WWII: american hams come to the aid of the US Army Signal Corps


Jeff Davis, KE9V, recently posted a link to a YouTube video which is an RCA public service announcement from WWII encouraging military-aged males who are also radio hams to join the Army (or Navy) and use their radio skills in service of their country. It is a great piece of film and well worth watching.

The accepted wisdom is that the great patriotic groundswell of support to the US entry into WWII also included large numbers of hams, who rushed to fill the ranks of the US military – answering the call to apply their technical and operating skills to support the military’s wartime radio communications requirements. The reality of what happen is a bit different.

In 1941, the US had approximately 58,000 licensed hams. As the Army looked forward to swelling its ranks in preparation for the upcoming conflict, the Signal Corps surveyed all the licensed hams and discovered that the majority of hams were ineligible for service. The survey results showed that most hams were too old for service, married, or had a physical condition that prevented them from joining.

The situation in 1941 differed greatly from WWI were the average age of the radio amateur coincided with draft age. In WWI, the vast majority of hams served in the military (with most enlisting in the Navy). During the inter-war years between WWI and WWII, the age of the radio amateur slowly rose – beyond that of the draftee.

For those hams that were qualified for wartime service during WWII, entering the Signal Corps and using the radio skills presented another challenge. The military relied on the potential recruit to self-identify their technical skills. And even if the recruit actively attempted to get placed in the Signal Corps, they often ended up in other positions that failed to make the full use of their radio skills. Like any large bureaucracy, the system was flawed and slow to adapt. Of the 58,000 hams, 12,000 found their way into uniform – a little over 20%.

I have nothing but the highest respect for those who have served their country and I am certain there were hams who tried serve and found they were ineligible. When I originally researched this segment of amateur radio history, I was very surprised to find out only 20% of hams served in WWII. It is interesting how the passage of time warps how we perceive the past. It would be nice to think that the WWII ham community served a critical role in bolstering our wartime communications, but the reality is different. On the positive side, many non-hams who served in WWII dealing with radio communications gravitated towards ham radio after the war and helped swell the ranks of licensed amateurs.

2 Comments

  1. Thanks for the research.

    20% seems similar to the rate for the general population. 16 million people served in the US military during WWII, about 11% of the population. Assuming that nearly all hams were male and that those serving were almost all male and that half the US population was male, that’s about 22% of the population. Total population also includes children, so hams probably served at a slightly higher rate than the general population.

    Older hams were essential in the design and production of radio equipment for the war.
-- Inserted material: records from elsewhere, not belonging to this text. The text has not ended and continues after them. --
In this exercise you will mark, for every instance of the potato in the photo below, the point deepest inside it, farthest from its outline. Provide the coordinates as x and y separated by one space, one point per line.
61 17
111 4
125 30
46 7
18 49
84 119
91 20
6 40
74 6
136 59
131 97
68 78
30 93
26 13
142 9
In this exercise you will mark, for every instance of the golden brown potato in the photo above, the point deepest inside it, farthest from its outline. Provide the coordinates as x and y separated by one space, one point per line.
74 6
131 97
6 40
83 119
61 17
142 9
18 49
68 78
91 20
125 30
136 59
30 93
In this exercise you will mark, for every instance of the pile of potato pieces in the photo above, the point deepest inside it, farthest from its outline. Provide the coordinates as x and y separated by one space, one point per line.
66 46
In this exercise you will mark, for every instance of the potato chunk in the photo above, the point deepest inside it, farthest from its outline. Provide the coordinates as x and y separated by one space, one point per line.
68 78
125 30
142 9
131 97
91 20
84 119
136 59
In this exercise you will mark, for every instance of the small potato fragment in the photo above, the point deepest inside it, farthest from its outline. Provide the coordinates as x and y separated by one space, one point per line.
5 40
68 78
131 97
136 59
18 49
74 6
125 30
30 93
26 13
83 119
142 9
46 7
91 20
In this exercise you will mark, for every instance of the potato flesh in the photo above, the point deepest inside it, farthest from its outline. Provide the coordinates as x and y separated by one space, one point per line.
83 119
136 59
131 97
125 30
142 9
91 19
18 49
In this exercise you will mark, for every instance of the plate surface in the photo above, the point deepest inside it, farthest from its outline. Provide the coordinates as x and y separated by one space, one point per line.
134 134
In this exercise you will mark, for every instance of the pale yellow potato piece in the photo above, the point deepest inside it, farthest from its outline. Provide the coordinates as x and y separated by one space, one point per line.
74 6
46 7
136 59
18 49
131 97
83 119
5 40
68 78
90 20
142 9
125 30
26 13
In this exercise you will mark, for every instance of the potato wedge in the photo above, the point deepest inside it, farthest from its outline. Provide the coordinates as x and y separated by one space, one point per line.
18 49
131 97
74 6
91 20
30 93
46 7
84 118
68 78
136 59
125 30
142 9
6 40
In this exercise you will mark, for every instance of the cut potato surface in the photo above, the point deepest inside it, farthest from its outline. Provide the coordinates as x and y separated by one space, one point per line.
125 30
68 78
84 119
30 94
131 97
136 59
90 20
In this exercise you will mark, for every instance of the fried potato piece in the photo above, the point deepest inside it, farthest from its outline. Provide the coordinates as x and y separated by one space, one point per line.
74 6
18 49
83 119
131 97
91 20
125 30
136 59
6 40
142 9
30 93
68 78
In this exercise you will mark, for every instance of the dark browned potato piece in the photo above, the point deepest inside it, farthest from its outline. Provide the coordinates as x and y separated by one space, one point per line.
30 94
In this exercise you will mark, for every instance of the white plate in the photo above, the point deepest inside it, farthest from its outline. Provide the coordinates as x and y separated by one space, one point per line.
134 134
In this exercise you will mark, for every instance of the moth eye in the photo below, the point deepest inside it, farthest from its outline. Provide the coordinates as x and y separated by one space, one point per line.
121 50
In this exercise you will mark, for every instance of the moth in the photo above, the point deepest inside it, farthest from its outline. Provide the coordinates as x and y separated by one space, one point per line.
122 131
There is a great movie about Hallicrafters building the BC-610 transmitter, with comments about that. “The Voice of Victory” made in 1944. It is online in two parts at the Prelinger Archive.
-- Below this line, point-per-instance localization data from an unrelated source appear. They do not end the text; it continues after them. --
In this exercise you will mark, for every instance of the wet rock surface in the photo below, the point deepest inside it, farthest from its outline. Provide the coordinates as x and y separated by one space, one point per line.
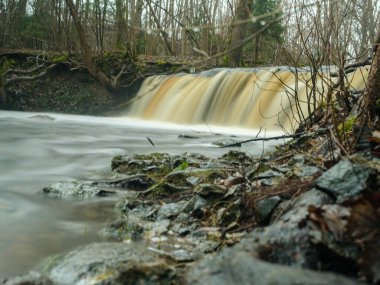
230 220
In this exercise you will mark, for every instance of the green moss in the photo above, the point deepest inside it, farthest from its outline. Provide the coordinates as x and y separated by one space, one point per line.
61 58
347 125
8 63
184 165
    http://www.archive.org/details/VoiceofV1944

    http://www.archive.org/details/VoiceofV1944_2

  2. AD7MI says:

    Great videos!

    You help make my point concerning the role hams played in WWII was no greater than the general population. I believe that American radio amateurs role in support of WWII is quite often overstated. In no way am I saying US hams shirked their responsibilities during WWII – just that they served in the same capacity as all other Americans… and not more than that.

    The video was sponsored by Hallicrafters and serves as a great PR tool for the company, but the assumption that the Signal Corps used primarily commercial off the shelf radio equipment is not correct. Mobile radios have been in the Signal Corps inventory even prior to WWI. The Signal Corps leveraged existing commercial production capabilities to augment its ability to field radio equipment to units – but the vast majority of R&D in support of Signal Corps equipment was done at Fort Monmouth, NJ at the radio lab.